Speeding up JuMP model creation with sets that depend on other indexes

I am looking for tips on building a model with variables, expressions, and constraints over sets that depends on indexes from other sets. For instance:

@expression(model, [i = 1:5, j = blah[i]], ...)

where blah is a dictionary.
Using add_to_expression! with a Dict gives some speed up, but it also makes the model harder to read, which we would like to avoid.

I have a MWE below, based on the larger model in GitHub - TulipaEnergy/TulipaEnergyModel.jl: Tulipa Energy Model.
The context here is, in few words, flow in a graph over time blocks. These time blocks depend on the flow itself.
Furthermore, there are balancing constraints that happens over possibly other time blocks.

using JuMP

function create_model(num_vertices)
  model = Model()

  V = 1:num_vertices
  E = vcat([[(i, j) for j = i+1:num_vertices] for i = 1:num_vertices]...)

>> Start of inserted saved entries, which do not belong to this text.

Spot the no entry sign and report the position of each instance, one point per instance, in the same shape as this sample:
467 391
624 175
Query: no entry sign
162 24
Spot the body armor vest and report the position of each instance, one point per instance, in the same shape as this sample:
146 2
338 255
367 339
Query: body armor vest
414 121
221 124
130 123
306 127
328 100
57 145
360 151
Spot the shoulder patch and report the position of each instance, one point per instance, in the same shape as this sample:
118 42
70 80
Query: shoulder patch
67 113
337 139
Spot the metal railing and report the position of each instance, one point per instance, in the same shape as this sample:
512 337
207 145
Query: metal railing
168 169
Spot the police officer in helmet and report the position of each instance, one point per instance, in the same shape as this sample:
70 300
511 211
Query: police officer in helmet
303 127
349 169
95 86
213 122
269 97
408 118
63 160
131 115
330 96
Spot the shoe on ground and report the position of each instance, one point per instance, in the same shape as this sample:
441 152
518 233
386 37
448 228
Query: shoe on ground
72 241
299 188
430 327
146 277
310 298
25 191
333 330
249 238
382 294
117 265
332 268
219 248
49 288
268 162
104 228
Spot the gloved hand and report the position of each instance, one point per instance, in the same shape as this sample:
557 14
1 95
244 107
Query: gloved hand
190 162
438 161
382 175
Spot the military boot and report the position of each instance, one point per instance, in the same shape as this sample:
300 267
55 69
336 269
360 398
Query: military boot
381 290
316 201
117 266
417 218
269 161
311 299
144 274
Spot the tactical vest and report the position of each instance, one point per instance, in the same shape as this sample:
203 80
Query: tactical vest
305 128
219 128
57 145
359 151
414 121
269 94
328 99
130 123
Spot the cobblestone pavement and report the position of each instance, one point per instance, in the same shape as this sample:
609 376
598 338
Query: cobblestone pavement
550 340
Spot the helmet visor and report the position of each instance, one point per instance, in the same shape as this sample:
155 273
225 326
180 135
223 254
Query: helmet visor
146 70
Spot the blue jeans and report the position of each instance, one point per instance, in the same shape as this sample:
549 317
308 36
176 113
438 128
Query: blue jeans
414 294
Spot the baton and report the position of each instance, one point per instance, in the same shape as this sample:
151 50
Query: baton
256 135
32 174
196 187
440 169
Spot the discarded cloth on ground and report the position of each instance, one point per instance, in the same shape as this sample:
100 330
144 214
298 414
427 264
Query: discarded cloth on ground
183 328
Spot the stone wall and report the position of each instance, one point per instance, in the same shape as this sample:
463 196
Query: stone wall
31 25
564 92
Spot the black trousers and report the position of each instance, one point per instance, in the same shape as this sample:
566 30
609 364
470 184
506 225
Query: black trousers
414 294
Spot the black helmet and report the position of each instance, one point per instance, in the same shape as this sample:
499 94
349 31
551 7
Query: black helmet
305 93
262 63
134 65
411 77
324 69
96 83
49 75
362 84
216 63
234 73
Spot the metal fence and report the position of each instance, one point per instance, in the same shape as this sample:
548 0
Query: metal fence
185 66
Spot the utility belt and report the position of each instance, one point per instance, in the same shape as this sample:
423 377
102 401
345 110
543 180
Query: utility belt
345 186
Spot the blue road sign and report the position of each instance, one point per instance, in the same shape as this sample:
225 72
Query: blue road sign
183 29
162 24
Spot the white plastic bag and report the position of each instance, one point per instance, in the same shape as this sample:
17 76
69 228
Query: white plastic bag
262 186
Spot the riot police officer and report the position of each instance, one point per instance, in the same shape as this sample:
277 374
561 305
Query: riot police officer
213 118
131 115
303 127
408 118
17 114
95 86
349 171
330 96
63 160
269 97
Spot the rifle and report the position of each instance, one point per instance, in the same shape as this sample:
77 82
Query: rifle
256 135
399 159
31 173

  T1 = [1:3, 4:6, 7:9, 10:12]
  T2 = [1:4, 5:8, 9:12]
  T3 = [1:6, 7:12]
  T_options = [T1, T2, T3]

  TV = Dict(
    v => T_options[v%3+1]
    for v in V
  )
  TE = Dict(
    (a, b) => T_options[(a+b)%3+1]
    for (a, b) in E
  )

  @variable(model, flow[e ∈ E, TE[e]] ≥ 0)

  @objective(model, Min,
    sum(flow[e, T] for e in E, T ∈ TE[e])
  )

  @expression(model,
    incoming[v ∈ V, Tᵥ ∈ TV[v]],
    sum(
      length(Tₑ ∩ Tᵥ) * flow[(src, v), Tₑ]
      for src in [src for (src, dst) in E if dst == v], Tₑ ∈ TE[(src, v)]
    )
  )
  @expression(model,
    outgoing[v ∈ V, Tᵥ ∈ TV[v]],
    sum(
      length(Tₑ ∩ Tᵥ) * flow[(v, dst), Tₑ]
      for dst in [dst for (src, dst) in E if src == v], Tₑ ∈ TE[(v, dst)]
    )
  )
  @constraint(model,
    balance[v ∈ V, Tᵥ ∈ TV[v]],
    incoming[v, Tᵥ] == outgoing[v, Tᵥ]
  )

  return model
end

function main(; num_vertices=1000)
  create_model(num_vertices)
end

main()
@time main()
@profview main()

Thanks in advance.

[src for (src, dst) in E if dst == v]

The issue is almost certainly lines like this, because it requires iterating over all the edges lots of times.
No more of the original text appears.